Qubit Rowhammer Attack Achieves 50% Flip Rates, Exposing Cloud Security Vulnerabilities

The increasing complexity of quantum computers introduces new security challenges, and researchers now demonstrate a vulnerability stemming from inherent cross-talk between superconducting qubits. Devon Campbell from Columbia University and colleagues reveal a “Rowhammer” attack, exploiting this cross-talk to induce errors in quantum processors without needing advanced control over the system. Their experiments on a 127-qubit processor show that carefully targeted sequences of basic quantum operations, specifically X and CNOT gates, reliably create errors that manifest as phase noise, and these errors remain localized to nearby qubits. This research is significant because it establishes a pathway for covert communication and highlights the urgent need for improved hardware isolation and scheduling strategies as quantum computing moves towards multi-tenant cloud services.

Targeted manipulation of qubits induces localised errors confined to the attack cycle, primarily manifesting as phase noise, as confirmed by near 50% flip rates under probing. A comprehensive lattice sweep maps the quantum register’s spatial and temporal behaviour, revealing reproducible corruption limited to qubits within two coupling hops and rapid recovery in subsequent benign cycles. Consequently, these properties enable the outlining of a prime-and-probe covert channel, demonstrating that the clear separability between manipulated and idle cycles facilitates highly reliable signalling without error correction.

Quantum Rowhammer Exploits Superconducting Qubits

Scientists have demonstrated a significant security vulnerability in current superconducting qubit technology, revealing that a Quantum Rowhammer (QR) attack can induce faults on a 127-qubit processor without requiring low-level control access. The team successfully triggered errors using only standard Clifford gates, specifically X and CNOT operations, highlighting a critical risk for emerging cloud services and multi-tenant quantum computing. Experiments reveal that targeted manipulation induces localised errors confined to the attack cycle, primarily manifesting as phase noise, as confirmed by near 50% flip rates when probing with measurements. This research establishes that a minimal Clifford gate set is sufficient to conduct the QR attack, bypassing the need for deprecated pulse-level controls and demonstrating a persistent vulnerability inherent in the fundamental gate set used for quantum computation.

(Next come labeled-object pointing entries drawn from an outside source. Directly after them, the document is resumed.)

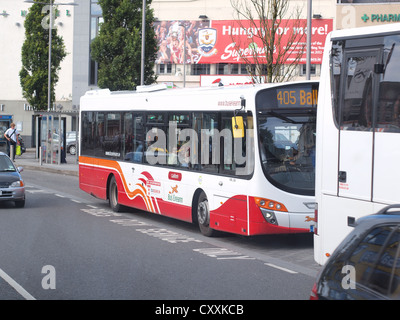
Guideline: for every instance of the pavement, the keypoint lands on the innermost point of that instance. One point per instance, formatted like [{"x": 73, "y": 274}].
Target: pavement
[{"x": 29, "y": 161}]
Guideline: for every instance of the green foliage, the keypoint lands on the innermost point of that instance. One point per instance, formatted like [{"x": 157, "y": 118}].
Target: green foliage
[
  {"x": 117, "y": 48},
  {"x": 35, "y": 59}
]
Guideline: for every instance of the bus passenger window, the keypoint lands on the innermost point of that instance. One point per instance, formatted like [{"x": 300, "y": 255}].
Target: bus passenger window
[{"x": 388, "y": 107}]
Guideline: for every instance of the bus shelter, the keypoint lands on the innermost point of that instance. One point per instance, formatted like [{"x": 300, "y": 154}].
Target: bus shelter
[{"x": 51, "y": 135}]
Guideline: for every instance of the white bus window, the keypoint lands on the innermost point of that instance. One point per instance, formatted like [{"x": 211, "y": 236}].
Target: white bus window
[
  {"x": 357, "y": 95},
  {"x": 286, "y": 128},
  {"x": 388, "y": 113}
]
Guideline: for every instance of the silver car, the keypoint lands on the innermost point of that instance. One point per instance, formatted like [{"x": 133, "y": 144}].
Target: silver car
[{"x": 12, "y": 187}]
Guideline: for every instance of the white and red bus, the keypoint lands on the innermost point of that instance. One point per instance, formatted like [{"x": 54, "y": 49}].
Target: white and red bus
[
  {"x": 358, "y": 130},
  {"x": 237, "y": 159}
]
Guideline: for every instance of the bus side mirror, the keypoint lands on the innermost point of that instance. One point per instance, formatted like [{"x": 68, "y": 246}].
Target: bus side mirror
[{"x": 237, "y": 127}]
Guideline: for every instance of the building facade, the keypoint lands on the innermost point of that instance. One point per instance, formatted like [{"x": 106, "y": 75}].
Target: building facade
[{"x": 79, "y": 24}]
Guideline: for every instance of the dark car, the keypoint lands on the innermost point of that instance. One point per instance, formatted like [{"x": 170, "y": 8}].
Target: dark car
[
  {"x": 366, "y": 265},
  {"x": 11, "y": 184}
]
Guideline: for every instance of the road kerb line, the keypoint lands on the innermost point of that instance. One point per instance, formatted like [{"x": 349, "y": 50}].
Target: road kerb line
[{"x": 16, "y": 286}]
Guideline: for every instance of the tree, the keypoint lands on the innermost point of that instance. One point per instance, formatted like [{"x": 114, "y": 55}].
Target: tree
[
  {"x": 275, "y": 39},
  {"x": 35, "y": 57},
  {"x": 117, "y": 48}
]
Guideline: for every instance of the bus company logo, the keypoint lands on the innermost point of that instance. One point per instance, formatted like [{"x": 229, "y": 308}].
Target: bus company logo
[
  {"x": 177, "y": 176},
  {"x": 173, "y": 195},
  {"x": 207, "y": 40},
  {"x": 174, "y": 189}
]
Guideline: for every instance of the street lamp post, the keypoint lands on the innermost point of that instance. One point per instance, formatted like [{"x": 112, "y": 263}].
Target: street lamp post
[
  {"x": 143, "y": 42},
  {"x": 51, "y": 4},
  {"x": 184, "y": 54}
]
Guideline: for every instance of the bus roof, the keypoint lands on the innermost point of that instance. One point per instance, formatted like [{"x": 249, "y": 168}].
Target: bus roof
[{"x": 158, "y": 97}]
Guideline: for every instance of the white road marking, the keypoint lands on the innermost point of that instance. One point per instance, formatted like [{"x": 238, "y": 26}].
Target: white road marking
[
  {"x": 280, "y": 268},
  {"x": 16, "y": 286}
]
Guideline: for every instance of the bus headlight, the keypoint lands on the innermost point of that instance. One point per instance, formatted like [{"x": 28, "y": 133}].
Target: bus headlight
[
  {"x": 269, "y": 216},
  {"x": 270, "y": 204},
  {"x": 16, "y": 184},
  {"x": 268, "y": 208}
]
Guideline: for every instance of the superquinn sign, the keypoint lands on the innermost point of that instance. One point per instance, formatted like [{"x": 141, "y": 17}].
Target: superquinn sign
[{"x": 225, "y": 41}]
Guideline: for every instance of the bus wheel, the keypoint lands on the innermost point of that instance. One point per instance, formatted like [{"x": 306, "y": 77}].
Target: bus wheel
[
  {"x": 203, "y": 216},
  {"x": 113, "y": 195}
]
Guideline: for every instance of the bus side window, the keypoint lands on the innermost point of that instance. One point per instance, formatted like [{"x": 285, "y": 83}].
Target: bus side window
[{"x": 388, "y": 107}]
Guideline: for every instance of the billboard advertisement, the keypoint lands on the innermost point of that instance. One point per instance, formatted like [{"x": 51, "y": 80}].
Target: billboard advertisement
[{"x": 227, "y": 41}]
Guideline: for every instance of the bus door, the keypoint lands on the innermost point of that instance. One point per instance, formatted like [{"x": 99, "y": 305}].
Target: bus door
[{"x": 356, "y": 136}]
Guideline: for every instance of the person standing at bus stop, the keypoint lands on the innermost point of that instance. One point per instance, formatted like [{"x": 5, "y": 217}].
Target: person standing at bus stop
[{"x": 12, "y": 137}]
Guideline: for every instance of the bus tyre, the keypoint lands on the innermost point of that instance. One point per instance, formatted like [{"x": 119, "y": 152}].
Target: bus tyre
[
  {"x": 113, "y": 195},
  {"x": 203, "y": 216}
]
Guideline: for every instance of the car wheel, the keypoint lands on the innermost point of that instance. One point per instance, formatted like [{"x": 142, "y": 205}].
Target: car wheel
[{"x": 203, "y": 216}]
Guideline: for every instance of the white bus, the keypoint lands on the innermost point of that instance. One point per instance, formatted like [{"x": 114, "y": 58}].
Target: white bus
[
  {"x": 235, "y": 159},
  {"x": 358, "y": 131}
]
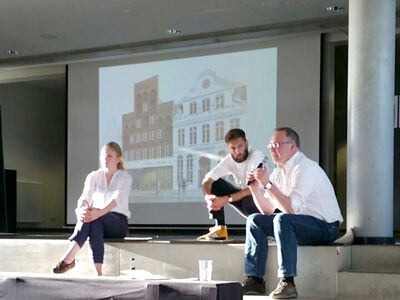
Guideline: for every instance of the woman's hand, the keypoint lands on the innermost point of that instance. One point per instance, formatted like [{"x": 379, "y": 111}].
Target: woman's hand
[
  {"x": 81, "y": 212},
  {"x": 92, "y": 214}
]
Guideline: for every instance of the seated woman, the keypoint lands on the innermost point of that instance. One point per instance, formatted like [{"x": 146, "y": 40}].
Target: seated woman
[{"x": 102, "y": 210}]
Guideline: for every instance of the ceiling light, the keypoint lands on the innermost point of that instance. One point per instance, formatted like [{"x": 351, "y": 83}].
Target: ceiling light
[
  {"x": 12, "y": 52},
  {"x": 334, "y": 8},
  {"x": 174, "y": 31},
  {"x": 49, "y": 36}
]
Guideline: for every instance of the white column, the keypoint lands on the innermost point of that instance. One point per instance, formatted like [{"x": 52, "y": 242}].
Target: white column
[{"x": 370, "y": 119}]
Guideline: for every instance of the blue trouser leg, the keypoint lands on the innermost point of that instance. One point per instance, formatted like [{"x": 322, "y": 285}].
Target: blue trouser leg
[
  {"x": 288, "y": 230},
  {"x": 245, "y": 206},
  {"x": 111, "y": 225},
  {"x": 258, "y": 228}
]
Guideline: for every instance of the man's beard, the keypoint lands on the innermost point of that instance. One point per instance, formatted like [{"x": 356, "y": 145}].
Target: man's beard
[{"x": 245, "y": 155}]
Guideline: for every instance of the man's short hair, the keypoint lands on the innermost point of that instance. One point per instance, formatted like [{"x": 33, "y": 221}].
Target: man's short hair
[
  {"x": 233, "y": 134},
  {"x": 291, "y": 135}
]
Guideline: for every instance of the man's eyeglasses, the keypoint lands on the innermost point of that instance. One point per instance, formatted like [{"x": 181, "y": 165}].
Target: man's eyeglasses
[{"x": 277, "y": 145}]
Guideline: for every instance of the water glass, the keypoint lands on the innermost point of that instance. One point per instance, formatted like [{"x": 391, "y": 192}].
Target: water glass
[{"x": 205, "y": 270}]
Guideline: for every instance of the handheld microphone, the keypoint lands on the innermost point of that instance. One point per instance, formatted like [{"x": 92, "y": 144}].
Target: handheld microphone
[{"x": 258, "y": 167}]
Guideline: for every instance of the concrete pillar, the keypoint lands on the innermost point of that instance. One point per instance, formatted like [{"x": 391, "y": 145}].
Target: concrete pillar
[{"x": 370, "y": 120}]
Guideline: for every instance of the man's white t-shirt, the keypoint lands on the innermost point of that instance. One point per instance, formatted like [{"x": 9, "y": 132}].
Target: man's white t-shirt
[{"x": 228, "y": 166}]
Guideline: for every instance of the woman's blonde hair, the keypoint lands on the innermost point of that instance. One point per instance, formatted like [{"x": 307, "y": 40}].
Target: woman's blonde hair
[{"x": 117, "y": 149}]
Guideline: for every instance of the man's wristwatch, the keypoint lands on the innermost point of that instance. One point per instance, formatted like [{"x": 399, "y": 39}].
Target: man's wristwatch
[{"x": 268, "y": 185}]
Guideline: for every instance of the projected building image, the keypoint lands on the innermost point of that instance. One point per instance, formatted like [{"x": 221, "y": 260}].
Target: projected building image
[{"x": 170, "y": 146}]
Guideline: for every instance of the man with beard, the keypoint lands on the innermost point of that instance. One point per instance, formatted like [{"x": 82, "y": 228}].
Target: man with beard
[
  {"x": 310, "y": 214},
  {"x": 218, "y": 192}
]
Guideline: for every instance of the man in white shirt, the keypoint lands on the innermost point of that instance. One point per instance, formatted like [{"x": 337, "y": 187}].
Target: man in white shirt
[
  {"x": 218, "y": 192},
  {"x": 309, "y": 213}
]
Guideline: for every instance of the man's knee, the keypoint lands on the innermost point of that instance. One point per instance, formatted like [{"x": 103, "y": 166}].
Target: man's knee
[
  {"x": 254, "y": 221},
  {"x": 282, "y": 219},
  {"x": 96, "y": 227}
]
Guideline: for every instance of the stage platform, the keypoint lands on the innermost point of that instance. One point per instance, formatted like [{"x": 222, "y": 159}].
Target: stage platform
[
  {"x": 333, "y": 271},
  {"x": 33, "y": 286}
]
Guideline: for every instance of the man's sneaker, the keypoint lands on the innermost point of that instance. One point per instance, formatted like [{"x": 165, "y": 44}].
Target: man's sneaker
[
  {"x": 63, "y": 267},
  {"x": 284, "y": 290},
  {"x": 219, "y": 232},
  {"x": 252, "y": 286}
]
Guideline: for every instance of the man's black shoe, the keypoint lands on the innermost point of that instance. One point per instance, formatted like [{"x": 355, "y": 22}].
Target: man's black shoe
[{"x": 252, "y": 286}]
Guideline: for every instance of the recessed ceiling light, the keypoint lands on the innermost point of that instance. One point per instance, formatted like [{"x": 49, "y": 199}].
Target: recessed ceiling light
[
  {"x": 174, "y": 31},
  {"x": 334, "y": 8},
  {"x": 13, "y": 52},
  {"x": 48, "y": 36}
]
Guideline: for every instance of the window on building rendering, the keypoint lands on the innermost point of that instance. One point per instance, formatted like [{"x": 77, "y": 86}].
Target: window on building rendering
[
  {"x": 181, "y": 137},
  {"x": 234, "y": 123},
  {"x": 205, "y": 133},
  {"x": 193, "y": 135},
  {"x": 206, "y": 104},
  {"x": 189, "y": 168},
  {"x": 219, "y": 131},
  {"x": 193, "y": 108},
  {"x": 220, "y": 101},
  {"x": 180, "y": 168},
  {"x": 152, "y": 120}
]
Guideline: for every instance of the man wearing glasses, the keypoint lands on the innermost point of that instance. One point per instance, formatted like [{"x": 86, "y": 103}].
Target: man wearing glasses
[
  {"x": 218, "y": 192},
  {"x": 309, "y": 213}
]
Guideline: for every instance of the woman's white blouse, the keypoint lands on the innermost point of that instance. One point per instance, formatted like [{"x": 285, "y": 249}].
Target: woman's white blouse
[{"x": 99, "y": 195}]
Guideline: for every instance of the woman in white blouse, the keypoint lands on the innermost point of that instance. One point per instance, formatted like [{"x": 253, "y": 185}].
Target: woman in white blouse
[{"x": 102, "y": 210}]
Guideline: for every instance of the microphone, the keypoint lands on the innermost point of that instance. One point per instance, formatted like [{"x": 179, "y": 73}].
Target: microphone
[{"x": 258, "y": 167}]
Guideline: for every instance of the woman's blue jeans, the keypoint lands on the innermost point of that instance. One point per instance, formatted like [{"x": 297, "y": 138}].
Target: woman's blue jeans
[
  {"x": 288, "y": 231},
  {"x": 111, "y": 225}
]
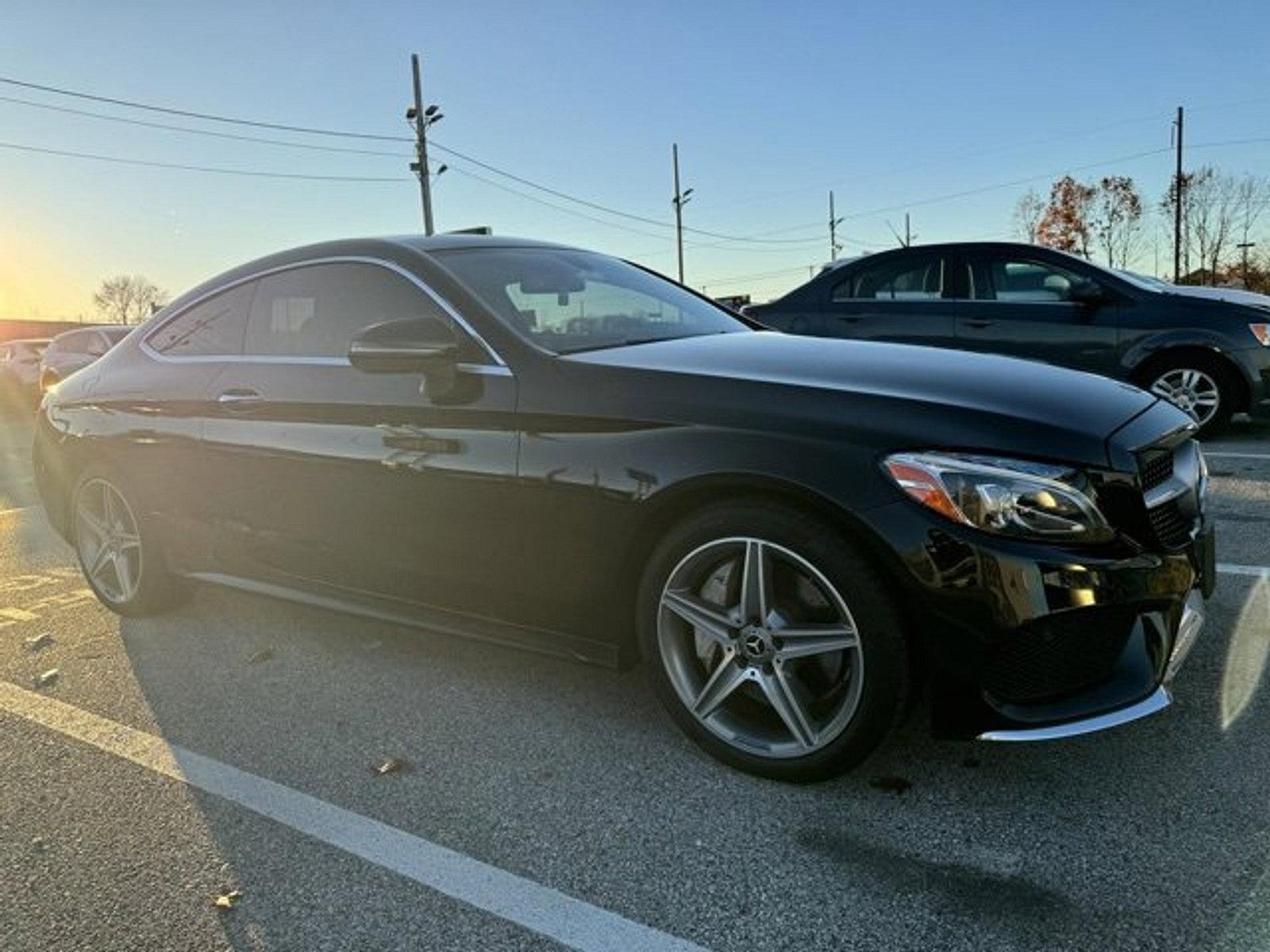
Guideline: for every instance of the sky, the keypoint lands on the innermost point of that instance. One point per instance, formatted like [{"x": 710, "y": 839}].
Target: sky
[{"x": 948, "y": 111}]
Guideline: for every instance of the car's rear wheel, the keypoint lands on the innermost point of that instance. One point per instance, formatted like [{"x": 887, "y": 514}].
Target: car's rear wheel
[
  {"x": 772, "y": 643},
  {"x": 117, "y": 549},
  {"x": 1199, "y": 385}
]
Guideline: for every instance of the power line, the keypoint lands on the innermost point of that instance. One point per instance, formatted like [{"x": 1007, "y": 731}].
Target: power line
[
  {"x": 201, "y": 132},
  {"x": 179, "y": 167},
  {"x": 344, "y": 133},
  {"x": 209, "y": 117}
]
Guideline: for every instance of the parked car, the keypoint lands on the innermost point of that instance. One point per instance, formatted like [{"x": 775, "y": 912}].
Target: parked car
[
  {"x": 552, "y": 448},
  {"x": 76, "y": 349},
  {"x": 19, "y": 371},
  {"x": 1210, "y": 357}
]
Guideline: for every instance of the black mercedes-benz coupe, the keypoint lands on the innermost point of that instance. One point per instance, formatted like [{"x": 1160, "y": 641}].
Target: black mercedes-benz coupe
[
  {"x": 1208, "y": 355},
  {"x": 552, "y": 448}
]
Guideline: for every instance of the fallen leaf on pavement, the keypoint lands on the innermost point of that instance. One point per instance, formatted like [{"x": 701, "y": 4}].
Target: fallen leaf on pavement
[
  {"x": 46, "y": 678},
  {"x": 393, "y": 766},
  {"x": 891, "y": 785}
]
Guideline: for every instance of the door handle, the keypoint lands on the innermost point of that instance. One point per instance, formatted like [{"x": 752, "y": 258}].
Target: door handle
[{"x": 239, "y": 399}]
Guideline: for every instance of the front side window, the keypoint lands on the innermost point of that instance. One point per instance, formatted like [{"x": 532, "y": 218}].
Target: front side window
[
  {"x": 907, "y": 278},
  {"x": 315, "y": 310},
  {"x": 569, "y": 301},
  {"x": 213, "y": 328},
  {"x": 1024, "y": 281}
]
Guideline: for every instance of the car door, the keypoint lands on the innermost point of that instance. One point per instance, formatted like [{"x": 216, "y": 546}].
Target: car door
[
  {"x": 906, "y": 298},
  {"x": 1026, "y": 305},
  {"x": 159, "y": 419},
  {"x": 364, "y": 482}
]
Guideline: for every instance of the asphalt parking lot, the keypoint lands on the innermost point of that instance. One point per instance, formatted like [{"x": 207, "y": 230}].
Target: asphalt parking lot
[{"x": 552, "y": 804}]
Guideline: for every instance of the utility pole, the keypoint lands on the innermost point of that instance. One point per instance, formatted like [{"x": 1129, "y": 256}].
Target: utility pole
[
  {"x": 681, "y": 198},
  {"x": 1179, "y": 186},
  {"x": 423, "y": 118},
  {"x": 833, "y": 232}
]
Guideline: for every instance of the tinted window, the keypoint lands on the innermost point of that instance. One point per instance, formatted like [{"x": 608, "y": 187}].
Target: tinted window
[
  {"x": 1024, "y": 281},
  {"x": 568, "y": 301},
  {"x": 213, "y": 328},
  {"x": 314, "y": 311},
  {"x": 908, "y": 278}
]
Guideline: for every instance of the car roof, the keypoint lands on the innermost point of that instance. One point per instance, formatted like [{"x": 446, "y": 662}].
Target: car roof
[{"x": 387, "y": 247}]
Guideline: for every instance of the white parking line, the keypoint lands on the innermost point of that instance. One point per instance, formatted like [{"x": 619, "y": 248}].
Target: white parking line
[
  {"x": 541, "y": 909},
  {"x": 1260, "y": 571}
]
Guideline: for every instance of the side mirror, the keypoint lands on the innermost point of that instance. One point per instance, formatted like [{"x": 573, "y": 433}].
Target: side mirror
[
  {"x": 414, "y": 346},
  {"x": 1089, "y": 294}
]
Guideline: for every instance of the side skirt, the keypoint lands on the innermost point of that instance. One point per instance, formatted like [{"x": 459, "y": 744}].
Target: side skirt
[{"x": 540, "y": 640}]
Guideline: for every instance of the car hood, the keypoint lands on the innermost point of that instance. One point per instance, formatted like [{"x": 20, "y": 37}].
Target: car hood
[
  {"x": 886, "y": 393},
  {"x": 1232, "y": 296}
]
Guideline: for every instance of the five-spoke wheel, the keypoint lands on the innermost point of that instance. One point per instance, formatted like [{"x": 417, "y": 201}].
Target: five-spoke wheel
[
  {"x": 120, "y": 560},
  {"x": 108, "y": 543},
  {"x": 760, "y": 647},
  {"x": 774, "y": 647},
  {"x": 1198, "y": 385}
]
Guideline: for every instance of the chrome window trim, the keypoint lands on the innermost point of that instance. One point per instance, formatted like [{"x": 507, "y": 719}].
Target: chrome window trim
[{"x": 317, "y": 361}]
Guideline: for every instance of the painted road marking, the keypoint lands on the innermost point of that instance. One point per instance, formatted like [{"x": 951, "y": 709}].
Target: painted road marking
[
  {"x": 1259, "y": 571},
  {"x": 1225, "y": 455},
  {"x": 544, "y": 911}
]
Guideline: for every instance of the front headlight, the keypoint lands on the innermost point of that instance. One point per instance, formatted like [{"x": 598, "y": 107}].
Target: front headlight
[{"x": 1005, "y": 497}]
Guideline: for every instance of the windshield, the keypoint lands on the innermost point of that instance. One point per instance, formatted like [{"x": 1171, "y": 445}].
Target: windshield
[{"x": 568, "y": 301}]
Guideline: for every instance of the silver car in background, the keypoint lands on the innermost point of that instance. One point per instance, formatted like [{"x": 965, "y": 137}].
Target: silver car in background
[
  {"x": 76, "y": 349},
  {"x": 19, "y": 371}
]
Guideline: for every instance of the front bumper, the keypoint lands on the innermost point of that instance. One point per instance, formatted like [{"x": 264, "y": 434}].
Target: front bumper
[
  {"x": 1187, "y": 631},
  {"x": 1032, "y": 641}
]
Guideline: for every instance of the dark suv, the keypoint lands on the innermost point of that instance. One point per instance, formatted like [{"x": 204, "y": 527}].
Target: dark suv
[{"x": 1206, "y": 355}]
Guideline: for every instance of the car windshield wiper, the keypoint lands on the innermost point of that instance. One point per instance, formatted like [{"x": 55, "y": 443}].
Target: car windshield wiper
[{"x": 632, "y": 342}]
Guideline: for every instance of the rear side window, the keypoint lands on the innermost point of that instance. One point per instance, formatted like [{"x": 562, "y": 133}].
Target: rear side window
[
  {"x": 910, "y": 278},
  {"x": 315, "y": 310},
  {"x": 1026, "y": 282},
  {"x": 213, "y": 328}
]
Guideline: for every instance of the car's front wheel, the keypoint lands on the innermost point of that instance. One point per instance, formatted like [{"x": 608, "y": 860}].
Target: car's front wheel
[
  {"x": 117, "y": 549},
  {"x": 1199, "y": 385},
  {"x": 772, "y": 643}
]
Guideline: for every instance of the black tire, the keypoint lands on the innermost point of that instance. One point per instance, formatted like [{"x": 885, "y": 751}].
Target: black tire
[
  {"x": 156, "y": 589},
  {"x": 1213, "y": 367},
  {"x": 884, "y": 647}
]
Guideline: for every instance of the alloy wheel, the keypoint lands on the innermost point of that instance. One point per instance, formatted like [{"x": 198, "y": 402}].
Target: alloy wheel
[
  {"x": 761, "y": 647},
  {"x": 108, "y": 541},
  {"x": 1191, "y": 391}
]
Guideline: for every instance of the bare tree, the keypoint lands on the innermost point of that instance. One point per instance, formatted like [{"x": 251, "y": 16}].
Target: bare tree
[
  {"x": 129, "y": 298},
  {"x": 1251, "y": 201},
  {"x": 1115, "y": 219},
  {"x": 1028, "y": 215}
]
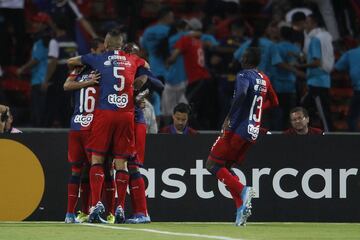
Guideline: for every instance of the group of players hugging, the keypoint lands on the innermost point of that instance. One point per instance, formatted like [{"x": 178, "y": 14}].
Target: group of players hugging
[
  {"x": 108, "y": 128},
  {"x": 108, "y": 131}
]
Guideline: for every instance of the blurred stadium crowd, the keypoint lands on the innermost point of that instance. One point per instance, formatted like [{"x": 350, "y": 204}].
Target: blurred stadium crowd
[{"x": 37, "y": 36}]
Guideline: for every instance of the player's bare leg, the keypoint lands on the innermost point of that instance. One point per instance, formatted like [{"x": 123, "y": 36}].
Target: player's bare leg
[
  {"x": 73, "y": 192},
  {"x": 122, "y": 181},
  {"x": 138, "y": 198},
  {"x": 96, "y": 182}
]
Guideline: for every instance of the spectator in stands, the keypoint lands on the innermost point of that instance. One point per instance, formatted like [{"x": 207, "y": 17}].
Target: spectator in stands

A comprehensive lattice sweep mapped the spatial and temporal behaviour of the attack, showing reproducible corruption limited to qubits within two coupling hops and rapid recovery in subsequent benign cycles, indicating a highly localised effect. The team characterised the induced errors, finding that the 50% flip rates strongly suggest phase randomization, a signature consistent with dephasing-dominated noise, and confirming the nature of the disturbance. Furthermore, scientists leveraged these properties to outline a prime-and-probe covert channel, demonstrating that the clear separation between manipulated and idle cycles enables highly reliable signalling without error correction, achieving up to approximately 460 bits per second under realistic timings. This discovery underscores the need for hardware-level isolation and scheduler-aware defences as multi-tenant quantum computing becomes standard, emphasising the importance of protecting sensitive workloads from co-resident attacks exploiting physical cross-talk. The findings represent a crucial step toward securing future quantum cloud platforms and ensuring the integrity of quantum computations.

Quantum Rowhammer Exploits Superconducting Qubits

This research demonstrates that even simple quantum circuits, utilising only standard gate operations, can induce errors in modern superconducting qubit hardware through a Quantum Rowhammer attack. Experiments reveal that targeted manipulation of qubits causes localised errors, primarily manifesting as phase noise and resulting in significant bit-flip rates, but remains confined to qubits within a limited range of the attack. The induced errors are repeatable and appear only during specific manipulation cycles, enabling the creation of a low-bandwidth covert channel capable of transmitting information across tenant boundaries. The findings highlight a critical vulnerability in multi-tenant quantum computing environments, where shared hardware introduces the risk of physical-layer interference. The authors acknowledge that this study was conducted in a controlled setting and did not implement a complete sender/receiver protocol, suggesting future work should focus on demonstrating a practical “Prime-and-Probe” attack on existing cloud back-ends to quantify real-world performance. While IBM’s recent implementation of tunable bus couplers in newer hardware offers a promising step towards mitigating cross-talk, the research underscores the need for comprehensive security engineering at all levels of the quantum computing stack, encompassing hardware, middleware, and scheduling policies, to defend against these emerging side-channel vulnerabilities.